DEEP IMPACT (49)
Directed by: Mimi Leder
Starring: Téa Leoni, Morgan Freeman, Elijah Wood, Vanessa Redgrave
The Pitch: The human race faces extinction as a massive asteroid hurtles irrevocably Earthwards.
Theo Sez: What with this and THE PEACEMAKER, Leder seems well on her way to becoming queen of the kinder gentler action movie - and it's certainly encouraging to see such relatively thoughtful fare occupying the early-summer TWISTER slot, box-office-wise ; sitting through it, however, is another matter.
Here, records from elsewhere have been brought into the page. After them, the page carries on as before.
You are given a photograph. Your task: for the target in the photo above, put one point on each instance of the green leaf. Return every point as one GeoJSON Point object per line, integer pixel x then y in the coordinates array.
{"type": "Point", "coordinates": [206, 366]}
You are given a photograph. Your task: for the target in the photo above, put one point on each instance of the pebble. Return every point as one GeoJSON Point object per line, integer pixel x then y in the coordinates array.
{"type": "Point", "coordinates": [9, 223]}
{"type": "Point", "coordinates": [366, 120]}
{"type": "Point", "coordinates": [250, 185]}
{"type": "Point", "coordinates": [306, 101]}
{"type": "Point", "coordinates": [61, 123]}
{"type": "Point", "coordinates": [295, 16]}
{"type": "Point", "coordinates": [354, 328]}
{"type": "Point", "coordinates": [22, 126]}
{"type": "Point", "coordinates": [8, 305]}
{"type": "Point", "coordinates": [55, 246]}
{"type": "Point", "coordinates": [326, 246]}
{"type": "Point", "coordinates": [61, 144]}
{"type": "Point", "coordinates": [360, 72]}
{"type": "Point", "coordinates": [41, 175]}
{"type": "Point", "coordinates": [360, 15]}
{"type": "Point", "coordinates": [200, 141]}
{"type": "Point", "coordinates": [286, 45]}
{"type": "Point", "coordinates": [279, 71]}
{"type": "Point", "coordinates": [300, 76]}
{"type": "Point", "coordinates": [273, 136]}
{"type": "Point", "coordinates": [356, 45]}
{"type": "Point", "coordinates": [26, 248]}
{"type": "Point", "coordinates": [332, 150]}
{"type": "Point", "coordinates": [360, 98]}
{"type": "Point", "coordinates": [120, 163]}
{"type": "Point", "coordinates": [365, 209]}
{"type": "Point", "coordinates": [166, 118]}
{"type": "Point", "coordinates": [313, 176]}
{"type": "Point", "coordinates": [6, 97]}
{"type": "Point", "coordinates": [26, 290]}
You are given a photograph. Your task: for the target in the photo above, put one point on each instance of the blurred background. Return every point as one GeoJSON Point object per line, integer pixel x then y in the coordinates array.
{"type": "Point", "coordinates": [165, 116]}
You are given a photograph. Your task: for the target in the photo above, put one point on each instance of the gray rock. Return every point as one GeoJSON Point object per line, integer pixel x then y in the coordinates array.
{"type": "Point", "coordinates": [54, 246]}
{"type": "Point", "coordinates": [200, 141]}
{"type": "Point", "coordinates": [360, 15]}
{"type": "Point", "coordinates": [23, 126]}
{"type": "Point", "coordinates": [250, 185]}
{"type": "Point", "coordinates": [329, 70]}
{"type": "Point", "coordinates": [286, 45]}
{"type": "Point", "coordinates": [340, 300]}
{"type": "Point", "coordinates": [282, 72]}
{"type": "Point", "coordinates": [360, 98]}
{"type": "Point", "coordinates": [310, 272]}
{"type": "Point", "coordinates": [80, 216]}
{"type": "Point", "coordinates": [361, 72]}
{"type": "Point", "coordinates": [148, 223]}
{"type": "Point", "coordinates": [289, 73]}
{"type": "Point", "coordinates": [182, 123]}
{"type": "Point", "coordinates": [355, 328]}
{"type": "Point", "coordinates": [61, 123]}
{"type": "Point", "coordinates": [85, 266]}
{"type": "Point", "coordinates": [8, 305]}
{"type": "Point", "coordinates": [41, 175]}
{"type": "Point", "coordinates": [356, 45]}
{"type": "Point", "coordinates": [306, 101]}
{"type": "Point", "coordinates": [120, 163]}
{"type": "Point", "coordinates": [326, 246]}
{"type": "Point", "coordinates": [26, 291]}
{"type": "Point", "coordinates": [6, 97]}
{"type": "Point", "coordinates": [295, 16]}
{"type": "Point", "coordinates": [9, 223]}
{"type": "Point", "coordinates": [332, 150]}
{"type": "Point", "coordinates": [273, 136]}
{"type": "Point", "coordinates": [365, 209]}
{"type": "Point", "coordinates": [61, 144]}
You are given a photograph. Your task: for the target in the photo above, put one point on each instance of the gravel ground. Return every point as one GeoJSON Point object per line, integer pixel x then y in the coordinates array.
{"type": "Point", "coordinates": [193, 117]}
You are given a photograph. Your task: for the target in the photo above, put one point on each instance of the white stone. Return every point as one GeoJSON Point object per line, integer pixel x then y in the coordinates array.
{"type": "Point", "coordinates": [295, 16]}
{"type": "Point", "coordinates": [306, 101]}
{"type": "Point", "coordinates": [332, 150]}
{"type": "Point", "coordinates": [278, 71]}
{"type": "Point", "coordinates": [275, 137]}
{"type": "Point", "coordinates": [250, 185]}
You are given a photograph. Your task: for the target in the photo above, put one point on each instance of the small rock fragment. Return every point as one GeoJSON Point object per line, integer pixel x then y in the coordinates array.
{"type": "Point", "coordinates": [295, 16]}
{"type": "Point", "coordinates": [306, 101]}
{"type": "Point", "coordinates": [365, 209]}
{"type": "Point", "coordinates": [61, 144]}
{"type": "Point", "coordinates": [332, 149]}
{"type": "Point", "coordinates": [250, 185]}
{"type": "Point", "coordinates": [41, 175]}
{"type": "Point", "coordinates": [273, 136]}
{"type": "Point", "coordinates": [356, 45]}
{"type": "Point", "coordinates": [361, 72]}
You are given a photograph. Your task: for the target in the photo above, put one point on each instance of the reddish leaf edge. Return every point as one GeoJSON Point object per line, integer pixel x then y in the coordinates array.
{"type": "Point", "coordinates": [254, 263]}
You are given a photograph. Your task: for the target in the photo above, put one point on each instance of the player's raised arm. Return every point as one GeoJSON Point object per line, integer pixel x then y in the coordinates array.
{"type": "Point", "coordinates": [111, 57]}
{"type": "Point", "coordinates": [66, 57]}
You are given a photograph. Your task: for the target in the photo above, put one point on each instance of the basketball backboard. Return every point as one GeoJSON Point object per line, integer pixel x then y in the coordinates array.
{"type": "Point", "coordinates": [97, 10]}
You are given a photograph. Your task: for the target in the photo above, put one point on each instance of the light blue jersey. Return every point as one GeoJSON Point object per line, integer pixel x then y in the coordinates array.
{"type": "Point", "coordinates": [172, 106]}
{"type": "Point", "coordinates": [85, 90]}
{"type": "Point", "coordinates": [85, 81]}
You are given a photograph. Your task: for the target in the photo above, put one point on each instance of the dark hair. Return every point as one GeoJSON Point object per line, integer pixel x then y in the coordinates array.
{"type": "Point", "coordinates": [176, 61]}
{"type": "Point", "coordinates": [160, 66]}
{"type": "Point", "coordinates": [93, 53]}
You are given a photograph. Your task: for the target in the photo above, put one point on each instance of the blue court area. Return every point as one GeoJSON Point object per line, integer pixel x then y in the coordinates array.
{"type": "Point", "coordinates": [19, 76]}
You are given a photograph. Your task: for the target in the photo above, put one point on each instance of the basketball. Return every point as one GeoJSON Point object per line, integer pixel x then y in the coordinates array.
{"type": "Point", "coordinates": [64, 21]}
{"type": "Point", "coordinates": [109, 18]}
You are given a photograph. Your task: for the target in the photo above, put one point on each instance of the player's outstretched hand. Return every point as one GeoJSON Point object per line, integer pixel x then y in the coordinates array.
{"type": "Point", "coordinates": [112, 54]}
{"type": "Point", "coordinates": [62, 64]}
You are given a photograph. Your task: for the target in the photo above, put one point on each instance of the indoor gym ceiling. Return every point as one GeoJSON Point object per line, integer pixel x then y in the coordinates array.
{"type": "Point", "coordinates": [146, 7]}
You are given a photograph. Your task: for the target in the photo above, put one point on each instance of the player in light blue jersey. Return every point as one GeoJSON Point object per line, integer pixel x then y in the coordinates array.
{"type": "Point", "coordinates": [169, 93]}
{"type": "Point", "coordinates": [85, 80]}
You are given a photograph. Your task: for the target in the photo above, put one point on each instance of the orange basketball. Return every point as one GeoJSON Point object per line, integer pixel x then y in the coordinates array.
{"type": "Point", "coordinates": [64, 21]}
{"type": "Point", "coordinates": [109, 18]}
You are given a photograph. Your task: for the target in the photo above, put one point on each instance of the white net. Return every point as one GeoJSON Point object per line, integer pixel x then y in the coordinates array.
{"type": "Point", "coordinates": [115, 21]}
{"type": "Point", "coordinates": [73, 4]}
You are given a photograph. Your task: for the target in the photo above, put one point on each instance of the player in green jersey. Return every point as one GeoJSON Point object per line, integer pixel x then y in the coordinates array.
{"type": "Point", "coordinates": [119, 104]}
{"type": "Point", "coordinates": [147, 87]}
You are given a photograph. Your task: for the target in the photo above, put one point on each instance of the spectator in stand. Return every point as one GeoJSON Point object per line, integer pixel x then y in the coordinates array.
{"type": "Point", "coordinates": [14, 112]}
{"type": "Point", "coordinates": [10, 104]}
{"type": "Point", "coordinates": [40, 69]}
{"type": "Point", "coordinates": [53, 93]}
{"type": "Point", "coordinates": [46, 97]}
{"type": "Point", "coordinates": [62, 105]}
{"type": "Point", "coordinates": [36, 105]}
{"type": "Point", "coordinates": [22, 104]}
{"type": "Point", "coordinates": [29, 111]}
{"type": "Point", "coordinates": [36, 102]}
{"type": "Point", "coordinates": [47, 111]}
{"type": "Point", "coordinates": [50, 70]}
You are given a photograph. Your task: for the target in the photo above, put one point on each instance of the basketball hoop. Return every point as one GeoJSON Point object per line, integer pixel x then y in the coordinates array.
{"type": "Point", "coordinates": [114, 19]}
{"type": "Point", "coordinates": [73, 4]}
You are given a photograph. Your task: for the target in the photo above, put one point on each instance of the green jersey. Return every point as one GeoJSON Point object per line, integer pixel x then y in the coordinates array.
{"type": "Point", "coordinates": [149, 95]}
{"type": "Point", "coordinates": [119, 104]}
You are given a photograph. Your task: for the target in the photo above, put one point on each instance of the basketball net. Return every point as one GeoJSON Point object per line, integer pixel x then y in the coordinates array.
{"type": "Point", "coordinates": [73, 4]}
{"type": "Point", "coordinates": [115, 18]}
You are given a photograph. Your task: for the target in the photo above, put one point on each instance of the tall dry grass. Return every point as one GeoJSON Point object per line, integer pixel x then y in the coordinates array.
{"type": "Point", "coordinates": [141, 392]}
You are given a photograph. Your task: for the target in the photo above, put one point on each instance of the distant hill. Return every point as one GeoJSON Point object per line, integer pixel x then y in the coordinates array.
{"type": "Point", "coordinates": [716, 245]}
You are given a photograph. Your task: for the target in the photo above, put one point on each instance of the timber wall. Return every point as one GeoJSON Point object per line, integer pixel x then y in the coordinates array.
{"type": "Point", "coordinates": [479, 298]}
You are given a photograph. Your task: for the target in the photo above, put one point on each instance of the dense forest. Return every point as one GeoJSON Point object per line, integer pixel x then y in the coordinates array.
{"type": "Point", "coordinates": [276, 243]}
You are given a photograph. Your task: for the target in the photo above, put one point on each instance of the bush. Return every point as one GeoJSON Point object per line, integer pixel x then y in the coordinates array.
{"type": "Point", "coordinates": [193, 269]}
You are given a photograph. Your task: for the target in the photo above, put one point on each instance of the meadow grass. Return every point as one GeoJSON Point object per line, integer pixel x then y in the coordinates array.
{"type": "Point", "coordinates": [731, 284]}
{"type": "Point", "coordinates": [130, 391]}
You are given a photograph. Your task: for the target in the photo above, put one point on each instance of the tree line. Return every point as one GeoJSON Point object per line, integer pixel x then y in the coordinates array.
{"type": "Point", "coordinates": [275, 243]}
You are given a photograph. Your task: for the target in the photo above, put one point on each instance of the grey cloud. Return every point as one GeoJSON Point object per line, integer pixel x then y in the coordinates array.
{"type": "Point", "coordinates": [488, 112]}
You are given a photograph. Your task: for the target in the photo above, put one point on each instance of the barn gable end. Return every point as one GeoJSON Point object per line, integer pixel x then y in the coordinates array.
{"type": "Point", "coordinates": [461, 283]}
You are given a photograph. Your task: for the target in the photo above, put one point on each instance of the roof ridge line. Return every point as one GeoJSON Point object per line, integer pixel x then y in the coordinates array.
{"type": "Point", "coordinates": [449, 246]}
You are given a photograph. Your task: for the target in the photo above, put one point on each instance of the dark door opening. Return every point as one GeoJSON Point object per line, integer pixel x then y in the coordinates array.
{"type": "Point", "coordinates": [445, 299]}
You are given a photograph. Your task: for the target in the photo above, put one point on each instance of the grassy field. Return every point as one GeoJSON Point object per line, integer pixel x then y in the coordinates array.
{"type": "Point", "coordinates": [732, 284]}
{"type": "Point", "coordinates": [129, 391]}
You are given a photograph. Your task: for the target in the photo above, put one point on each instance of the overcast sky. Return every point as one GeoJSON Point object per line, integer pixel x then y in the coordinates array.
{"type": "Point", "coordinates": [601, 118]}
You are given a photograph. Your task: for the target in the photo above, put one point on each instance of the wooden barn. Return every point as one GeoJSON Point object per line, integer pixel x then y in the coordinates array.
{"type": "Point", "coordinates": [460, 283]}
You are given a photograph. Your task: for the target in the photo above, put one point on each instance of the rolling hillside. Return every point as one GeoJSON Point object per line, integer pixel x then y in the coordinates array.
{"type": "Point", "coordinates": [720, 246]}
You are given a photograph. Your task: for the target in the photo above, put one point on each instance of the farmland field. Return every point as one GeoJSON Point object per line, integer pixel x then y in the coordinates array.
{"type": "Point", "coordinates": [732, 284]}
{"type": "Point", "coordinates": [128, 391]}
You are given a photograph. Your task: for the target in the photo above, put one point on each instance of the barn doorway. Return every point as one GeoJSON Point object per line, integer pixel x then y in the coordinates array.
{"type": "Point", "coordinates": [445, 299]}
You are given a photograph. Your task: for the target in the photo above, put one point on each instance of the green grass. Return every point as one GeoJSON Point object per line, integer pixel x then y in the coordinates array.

It's in the worthy mould of stuff like the 1983 TESTAMENT, sober but not particularly stimulating, with a cloying (oboe?) score and reconciliations aplenty in the face of disaster (the influence of INDEPENDENCE DAY?) : the heavyweight writing team rise to the occasion once or twice, notably in the Redgrave character's feeling of becoming "liberated" from Life, but mostly the End Of The World is a matter of lines like "I love you Mommy" and "It's been a pleasure serving with you, Commander", and the once-great Maximilian Schell doing strange, twitchy things with his eyes to suggest unfathomable Depths of Feeling. It seems unfair to laugh at it, really - it tries so hard to be sombre and discreet, and it's certainly ambitious ; but the problem is it never laughs at itself. There's potential for something awkward and offbeat (and touching, and wryly comic) in the gulf between people doing everyday things and facing the unimaginable - in details like the President making his doomsday speech off an autocue machine, or in the things we never even see, people shaving or cooking meals ; but the film never picks up on it. Basically, it treats the situation as rather maudlin soap-opera - whereas you feel it's much more likely to involve a rueful, chaotic kind of black farce.